Mesut Ozil’s teacher knew that he was something special from the first time he saw him on the playground.

“He had just come to our school from the primary school,” Christian Krabbe told Four Four Two. “We had eight classes in each school year and we had a tournament between the class teams, to see if there were some good kids for the school team.

“He was absolutely fantastic.

“Whenever he had the ball, he just drove through the back four and then gave the ball to someone else so they could score. He didn’t score goals; he assisted them.

“Even at that age, he had an overview – he could read exactly what was going on.

Watching videos of him playing as a youngster and you notice he has the same, languid style that he carries today. This has always been his way.

https://www.youtube.com/watch?v=ZUAFMIxUfnc

It has served him well.

Before he arrived at Arsenal, he’d won the DFB-Pokal, La Liga Copa Del Rey, Supercopa de Espana, the World Cup, u21 Euros, German Player of the Year 2011, 2012 (and 2013, 2015 and 2016 after arriving), Bundesliga Top Assists 09/10, World Cup Top Assists, World Cup Golden Ball nominee, World Cup Man of the Match, Champions League Top Assists, and places on the UEFA European Championship Team of the Tournament and UEFA Team of the Year.

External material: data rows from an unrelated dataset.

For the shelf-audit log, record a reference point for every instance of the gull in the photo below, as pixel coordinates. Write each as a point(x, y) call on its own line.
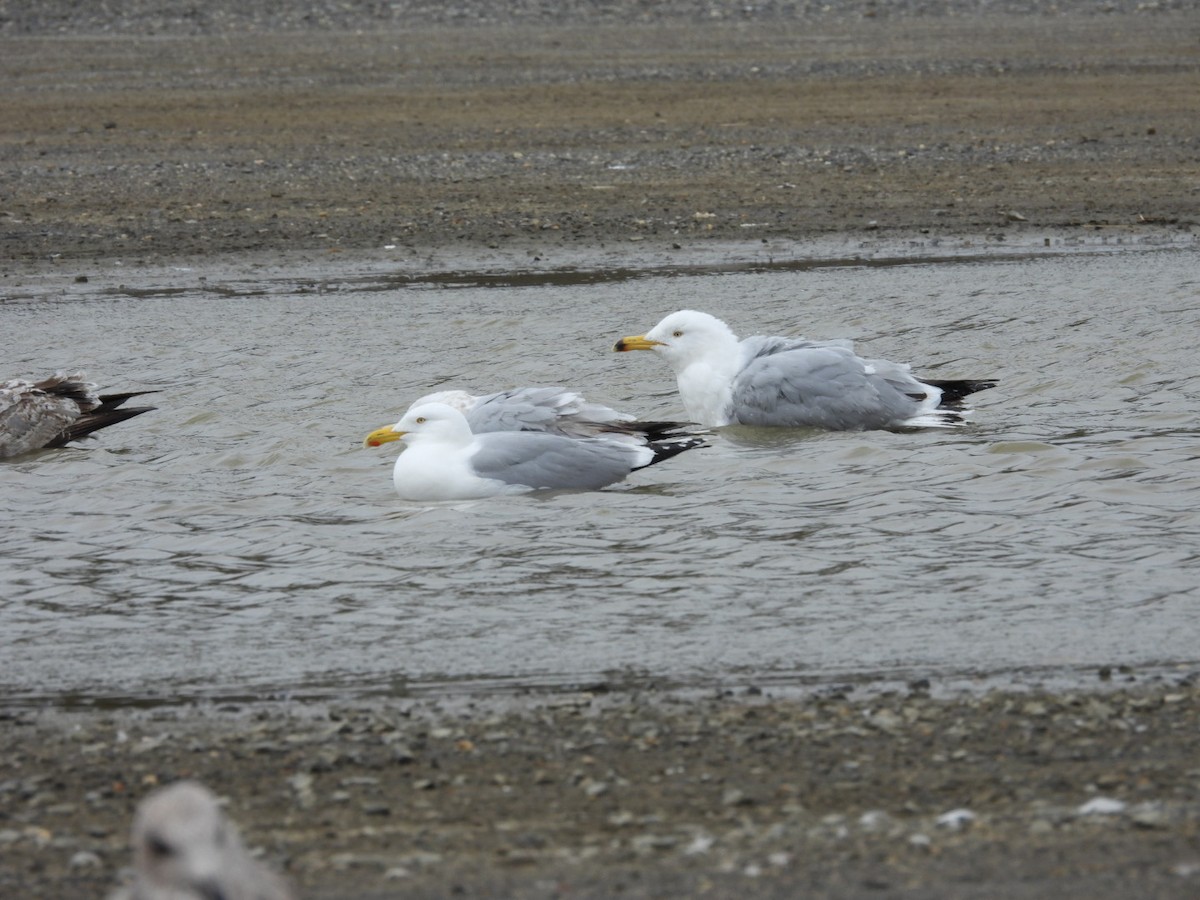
point(57, 411)
point(553, 409)
point(444, 460)
point(184, 849)
point(789, 382)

Clearly he was doing something right, somewhere.

Coming over here…

In England, they don’t take too well to that sort of thing.

How can you be any good if you aren’t tearing up the pitch?

They like their football loud and their footballers a little bit crazy. They want a player who will ‘run through a brick wall’ for you without stopping to ask just what the point of that is.

What does it prove?

If it doesn’t make sense to run somewhere he will keep that power for the next run,” Ozil’s agent, Dr Erkut Sogut said.

When you run more than 10km in a match, as Mesut often does, that’s a sensible strategy.

“He is not someone who runs around aimlessly and tackles just so everyone thinks he is fighting.”

If he was, we wouldn’t be having this discussion.

This season, Ozil’s assist tally has been badly dented. It’s not that he isn’t creating the chances – he is. It’s that his teammates are not converting them.

Arsenal have created 305 chances in the Premier League this season. Mesut Ozil is responsible for 59 of them – 20%. For his creativity, his teammates have rewarded him by converting just four of those chances.

For comparison, Philippe Coutinho has created 47, Eden Hazard 54, Juan Mata 40, and David Silva 59. He’s more than doing the job he’s paid for at the same level as his main rivals, at the very least.

More

But the media want more.

They want a player who helps his side defensively, despite being required to be the one who adds the final, gilded touch to any forward move.

Ozil doesn’t do that, right?

Wrong.

ozil stats

The media in England like tangibles. They like things they can count. Goals and assists, really. And cleansheets.

After that, most of them aren’t really bothered about expanding football beyond its most basic form – goals in the holes.

Ozil on a football pitch is an intangible

Watching him in the flesh compared to on TV is something that delivers you to a whole different realm of respect for what he does when the camera isn’t on him.

When the camera isn’t on him.

If pundits don’t see it, it doesn’t count, therefore he must be doing nothing, right?

The problem isn’t with Mesut Ozil, and it never has been, although his form has been off somewhat over the past few months.

The problem lies in the people who stand between Mesut Ozil and the watching public – the media, and how they convey him to that public.

If you highlight someone’s perceived flaws for long enough, that will be all people see.

Not only is Mesut misunderstood, he’s woefully misrepresented by the people who are paid handsomely to explain this game to us.

He’s punished for their ignorance and preference for hyperbole.

He is being made a scapegoat, mostly by a media determined to see him fail from the moment Arsenal finally parted with a substantial amount of cash for him in 2013.

And when he finally leaves Arsenal?

They’ll all tell us how he was too good for us anyway.